In 2015, in an effort to refuse the sailing vessel’s ability to attain the status of cultural commodity, Leach decommissioned MBP as an art object. First the object was sailed as part of a Wellington Classic Boat Regatta, then efforts were made to sell the boat. Eventually, Leach proceeded to act in a way that ennobled reciprocity as a form of rational and decolonized exchange, gifting the vessel to the next custodian, Matt Holland. In 2019, after discussions with Leach regarding how one might dispose of an object d’art of my own, I was put in contact with Holland. On 26-11-19, after reaching an agreement I became the next / current custodian of the sailing vessel from MBP (Holland came to name the vessel, Maddie).
Maddie is a sailing vessel of open potential, which currently exists within a liminal zone, an in-between zone. In a focused sense, a machine able to questioned as both a machine with a body as well as without, which has the ability to be defined by an explicit function while simultaneously and poetically speak to the following questions — What if Tacita Dean could sail Donald Crowhurst’s Teignmouth Electron, or the sea shanties sung for Part III of Bas Jan Ader’s In Search for the Miraculous on his return to The Netherlands? What might be done if Marcel Duchamp’s original Bottle Rack (Porte-Bouteilles), 1914, was found at this moment in time?
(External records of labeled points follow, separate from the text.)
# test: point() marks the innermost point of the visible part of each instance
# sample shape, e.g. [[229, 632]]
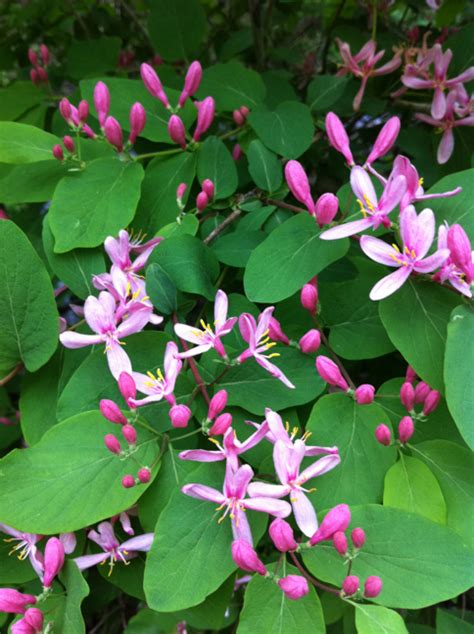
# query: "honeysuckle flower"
[[259, 342], [233, 499], [375, 211], [162, 385], [287, 462], [417, 234], [100, 316], [208, 337], [113, 549]]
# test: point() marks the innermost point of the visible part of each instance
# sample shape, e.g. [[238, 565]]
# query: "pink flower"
[[417, 234]]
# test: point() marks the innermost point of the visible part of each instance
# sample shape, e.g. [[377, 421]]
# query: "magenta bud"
[[350, 585], [330, 373], [405, 429], [407, 396], [298, 183], [385, 139], [358, 537], [206, 111], [383, 435], [326, 209], [338, 136], [294, 586], [111, 411], [364, 394], [112, 443], [246, 558], [53, 560], [180, 415], [372, 587], [310, 342], [282, 535]]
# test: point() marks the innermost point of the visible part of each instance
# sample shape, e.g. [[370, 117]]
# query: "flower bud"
[[282, 535], [298, 183], [246, 558], [330, 373], [372, 587], [338, 136], [53, 560], [364, 394], [336, 520], [113, 133], [350, 585], [206, 111], [112, 443], [358, 537], [405, 429], [176, 130], [431, 402], [383, 435], [111, 411], [407, 396], [180, 415], [385, 139], [326, 209], [310, 342], [294, 586]]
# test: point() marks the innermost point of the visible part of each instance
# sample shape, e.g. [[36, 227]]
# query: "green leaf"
[[28, 316], [459, 370], [267, 609], [290, 256], [69, 479], [216, 163], [399, 548], [372, 619], [177, 29], [416, 319], [287, 130], [337, 420], [21, 143], [411, 486], [90, 205], [264, 167]]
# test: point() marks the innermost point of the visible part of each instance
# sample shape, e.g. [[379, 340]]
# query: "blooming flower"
[[417, 233]]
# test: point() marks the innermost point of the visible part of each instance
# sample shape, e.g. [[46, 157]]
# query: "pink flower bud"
[[294, 586], [330, 373], [350, 585], [310, 342], [385, 139], [431, 402], [112, 443], [383, 435], [282, 535], [358, 537], [180, 415], [407, 396], [339, 540], [53, 560], [130, 434], [405, 429], [246, 558], [111, 411], [176, 130], [372, 587], [101, 101], [326, 209], [153, 84], [113, 133], [364, 394], [206, 111], [298, 183]]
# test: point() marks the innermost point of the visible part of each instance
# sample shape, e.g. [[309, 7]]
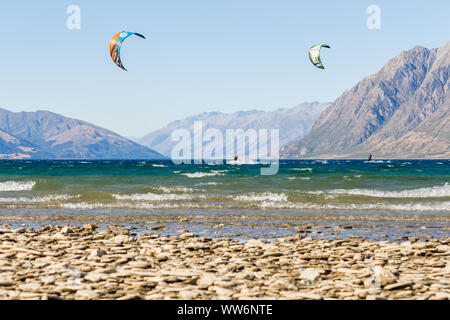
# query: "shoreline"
[[70, 262]]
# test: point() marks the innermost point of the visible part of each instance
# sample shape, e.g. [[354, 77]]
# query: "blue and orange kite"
[[115, 45]]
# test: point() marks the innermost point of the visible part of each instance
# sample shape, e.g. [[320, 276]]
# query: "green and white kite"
[[314, 55]]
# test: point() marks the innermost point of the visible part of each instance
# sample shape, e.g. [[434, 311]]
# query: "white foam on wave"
[[131, 205], [204, 174], [433, 192], [425, 206], [266, 196], [177, 189], [208, 184], [156, 197], [17, 185], [43, 199]]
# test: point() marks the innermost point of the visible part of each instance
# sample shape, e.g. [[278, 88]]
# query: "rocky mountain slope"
[[44, 134], [400, 112], [293, 124]]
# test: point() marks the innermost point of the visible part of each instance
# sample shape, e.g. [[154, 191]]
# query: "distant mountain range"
[[47, 135], [400, 112], [293, 123]]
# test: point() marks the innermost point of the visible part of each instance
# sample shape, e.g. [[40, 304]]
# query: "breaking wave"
[[17, 186], [433, 192]]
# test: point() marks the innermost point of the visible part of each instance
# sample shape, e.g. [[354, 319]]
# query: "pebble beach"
[[85, 262]]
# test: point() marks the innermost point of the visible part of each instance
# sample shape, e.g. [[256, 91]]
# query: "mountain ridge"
[[51, 135], [292, 122], [399, 112]]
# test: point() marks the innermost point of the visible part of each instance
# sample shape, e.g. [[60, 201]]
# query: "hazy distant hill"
[[16, 148], [44, 134], [293, 124], [400, 112]]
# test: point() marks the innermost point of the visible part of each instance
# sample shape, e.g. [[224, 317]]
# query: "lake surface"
[[381, 199]]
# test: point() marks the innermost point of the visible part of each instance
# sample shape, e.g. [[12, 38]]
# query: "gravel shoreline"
[[56, 262]]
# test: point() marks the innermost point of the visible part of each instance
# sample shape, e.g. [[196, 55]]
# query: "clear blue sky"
[[199, 55]]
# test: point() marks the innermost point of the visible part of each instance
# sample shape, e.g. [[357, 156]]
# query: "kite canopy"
[[314, 55], [116, 44]]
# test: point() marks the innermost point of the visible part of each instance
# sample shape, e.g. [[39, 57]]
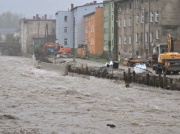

What might be drawn from entering the water of Heraclitus’ river? — How might MBP be returned from where it has been found (Motueka / the other side of the river / Cook Strait), to waters below, looking back up toward its place of origin, Te Papa Tongarewa?
Met with Maddie Leach on the 6th November 2021. Sitting at the park in Devonport and looking back towards Helen Escobedo’s public sculpture, Signals (1971), we discussed the boat, which was no longer considered an art object as it had been “…pushed out to sea.” We agreed this designation allows the potential of engagement to be considered as both ‘simply just a boat’ and simultaneously holding potential to again become an art object, if the current custodian wishes to claim use in that way.
The first use of the boat, evidenced in these images, notes the moment the boat was ‘decommissioned as an art object.
Leach went later attempted to sell the boat before making it available to the first person to pick it up. (The boat was almost destroyed in a fire prior to this occurring.)
Is the effort to engage like lifting a box up a set of stairs? A Sisyphean slapstick joke or something more?
Laurel & Hardy, The Music Box, 1932. https://www.youtube.com/watch?v=pD8I6SG_DAU (Accessed 18-2-21)
Floating, focused on the potentials of being in a liminal zone, a space between, a tidal flat. A place that is redefined twice a day with regular changes due to the comings and goings of water. The substance that enables life itself, I’m forced to consider what it means to return.
The following actions work through this forever developing notion, where empirically engaged research allows the collection of material to be considered as a means to transpose fleeting moments into tentative contexts where I aim to hold them for as long as possible.
What does it mean to return to a found object, one that once looked out toward the offing?